Il primo atto dell’inchiesta «Neve di marzo» è datato 7 agosto 2018, quando i carabinieri su decreti della Dda fermarono 4 persone – tra cui il presunto boss Marco Raduano – accusate a vario titolo di traffico di droga aggravato dalla mafiosità e armi; il processo abbreviato è in corso davanti al gup di Bari, la Dda ha chiesto 4 condanne a complessivi 57 anni: 20 anni invocati per Raduano.-L’inchiesta «Agosto di fuoco» di Dda e Polizia in tre atti – 21 agosto, 10 settembre, 4 novembre 2018 portò al fermo di 6 viestani e un manfredoniano, alcuni ritenuti legati al clan Perna, accusati a vario titolo di traffico e spaccio di cocaina e marijuana aggravato dalla mafiosità e armi: tra gli imputati anche i cugini Claudio e Giovanni Iannoli ritenuti al vertice del gruppo Perna.

Nel processo abbreviato in corso davanti al gup di Bari la Dda ha chiesto 7 condanne per complessivi 91 anni e 10 mesi, con pene oscillanti da 7 ai 20 anni di carcere invocati per i due cugini.
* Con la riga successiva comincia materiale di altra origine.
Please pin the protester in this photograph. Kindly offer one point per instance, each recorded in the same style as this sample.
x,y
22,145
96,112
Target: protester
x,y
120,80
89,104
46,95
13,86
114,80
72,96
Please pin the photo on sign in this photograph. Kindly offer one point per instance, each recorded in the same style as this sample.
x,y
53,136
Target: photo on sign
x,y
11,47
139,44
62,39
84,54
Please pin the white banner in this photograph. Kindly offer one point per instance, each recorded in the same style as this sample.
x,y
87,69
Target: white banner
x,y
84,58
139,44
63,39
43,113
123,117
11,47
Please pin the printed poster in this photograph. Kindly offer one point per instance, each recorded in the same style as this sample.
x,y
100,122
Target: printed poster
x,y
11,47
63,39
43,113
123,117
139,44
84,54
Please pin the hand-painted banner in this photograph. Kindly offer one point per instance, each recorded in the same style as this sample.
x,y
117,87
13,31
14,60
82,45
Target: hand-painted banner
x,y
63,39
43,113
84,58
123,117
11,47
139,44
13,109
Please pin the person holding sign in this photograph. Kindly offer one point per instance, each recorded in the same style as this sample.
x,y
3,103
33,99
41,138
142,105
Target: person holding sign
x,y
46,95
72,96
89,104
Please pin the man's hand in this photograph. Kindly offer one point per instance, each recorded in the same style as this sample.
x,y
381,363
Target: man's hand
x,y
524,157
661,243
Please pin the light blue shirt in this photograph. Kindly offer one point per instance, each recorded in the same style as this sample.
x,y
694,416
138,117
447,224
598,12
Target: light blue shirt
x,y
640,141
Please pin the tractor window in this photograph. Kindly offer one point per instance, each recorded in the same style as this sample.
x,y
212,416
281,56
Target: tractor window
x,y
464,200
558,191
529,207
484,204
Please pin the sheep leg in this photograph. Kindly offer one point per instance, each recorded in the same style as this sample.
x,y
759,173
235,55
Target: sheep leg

Ci sono ancora presunti esponenti del clan Perna tra le 10 persone arrestate dalla Polizia nel blitz antidroga «Ultimo avamposto» del 20 aprile 2019 sull’asse Gargano-Foggia-Pescara. Il processo ai 10 imputati si è diviso: per 3 rito ordinario al Tribunale di Foggia, per altri 7 giudizio abbreviato davanti al gup di Bari, la Dda che ha chiesto altrettante condanne per complessivi 57 anni e 2 mesi, con pene da 3 a 16 anni.

Per il tentato omicidio di Marco Raduano del 21 marzo 2018 il 3 giugno 2019 nel blitz «Scacco al re» la Polizia arrestò i cugini Claudio e Giovanni Iannoli ritenuti al vertice del clan Perna (quest’ultimo era sospettato d’es­sere; il mandante dell’agguato al rivale): sono stati ora condannai i a 14 anni e 6 mesi a testa.

A chiudere il cerchio delle indagini sulla mala viestana c’è il secondo atto dell’inchiesta «Neve di marzo» (dopo il fermo di Raduano e altri 3 compaesani dell’agosto 2018), col blitz del 23 ottobre 2019 di Dda e carabinieri con­trassegnato da 2 decreti di fermo per un tentato omicidio avvenuto 9 giorni prima; e remissione da parte del gip di Bari di 15 ordinanze cautelari per droga. L’inchiesta «Neve di mar­zo» conta 35 indagati, con 240 capi d’accusa contestati tra cui traffico di droga e 200 episodi di spaccio: coinvolge anche presunti esponenti del clan Raduano.